Indirect methods of transmission of communicable diseases are —

  1. Vectors — Vectors are those organisms (eg. house flies, mosquitoes, etc.) which carry germs from a source of infection but themselves do not get the infection. For example, mosquitoes while feeding on the blood of a malaria patient, gain the germs in their bodies, and get them transferred in the blood stream of a healthy person whom they bite next.

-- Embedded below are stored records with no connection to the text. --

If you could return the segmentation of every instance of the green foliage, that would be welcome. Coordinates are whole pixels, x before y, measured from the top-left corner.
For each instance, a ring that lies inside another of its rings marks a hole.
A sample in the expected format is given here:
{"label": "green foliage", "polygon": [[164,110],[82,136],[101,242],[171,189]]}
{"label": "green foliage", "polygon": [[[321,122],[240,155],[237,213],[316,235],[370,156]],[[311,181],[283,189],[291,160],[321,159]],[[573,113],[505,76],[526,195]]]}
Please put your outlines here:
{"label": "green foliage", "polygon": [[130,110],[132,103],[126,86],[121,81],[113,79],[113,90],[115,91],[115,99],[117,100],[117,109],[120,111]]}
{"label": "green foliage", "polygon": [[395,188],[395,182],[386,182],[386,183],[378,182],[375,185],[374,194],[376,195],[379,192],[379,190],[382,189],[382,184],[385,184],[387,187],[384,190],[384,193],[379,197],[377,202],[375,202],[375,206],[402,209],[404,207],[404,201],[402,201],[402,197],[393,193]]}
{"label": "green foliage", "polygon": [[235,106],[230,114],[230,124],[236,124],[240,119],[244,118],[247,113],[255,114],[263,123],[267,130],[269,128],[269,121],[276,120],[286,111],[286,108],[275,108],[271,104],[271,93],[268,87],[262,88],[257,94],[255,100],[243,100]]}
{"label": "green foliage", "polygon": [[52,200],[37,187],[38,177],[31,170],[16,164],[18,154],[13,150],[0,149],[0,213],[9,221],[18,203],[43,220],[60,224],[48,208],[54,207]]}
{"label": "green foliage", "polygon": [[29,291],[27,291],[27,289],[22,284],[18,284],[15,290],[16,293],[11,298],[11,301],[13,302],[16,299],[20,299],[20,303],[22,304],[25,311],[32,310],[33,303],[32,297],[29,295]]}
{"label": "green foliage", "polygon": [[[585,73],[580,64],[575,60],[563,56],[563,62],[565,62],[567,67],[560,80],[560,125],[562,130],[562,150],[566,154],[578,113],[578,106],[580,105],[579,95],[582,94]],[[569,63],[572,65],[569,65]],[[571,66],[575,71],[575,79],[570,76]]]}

  2. Droplet infection — Many viral and bacterial diseases of the respiratory tract are transmitted through droplets. For example, the germs of Tuberculosis pass into the air during sneezing or coughing of the patient. These fine droplets remain suspended in the air for quite sometime. The healthy person gets the infection by inhaling the same air containing these suspended droplets. Tuberculosis, common cold, measles, diphtheria, etc. spread in this way.
  3. Contaminated food and water or drink — Many intestinal diseases are spread by the intake of vegetables and fruits that are not washed properly or are washed with contaminated water. The germs on the infected vegetables and fruits reach our alimentary canal, multiply and cause the disease.
  4. Touching and sharing items used by the infected person — The use of the same towel, handkerchief or same bed, or sharing the same utensils which were handled by the patient may spread the disease to a healthy person.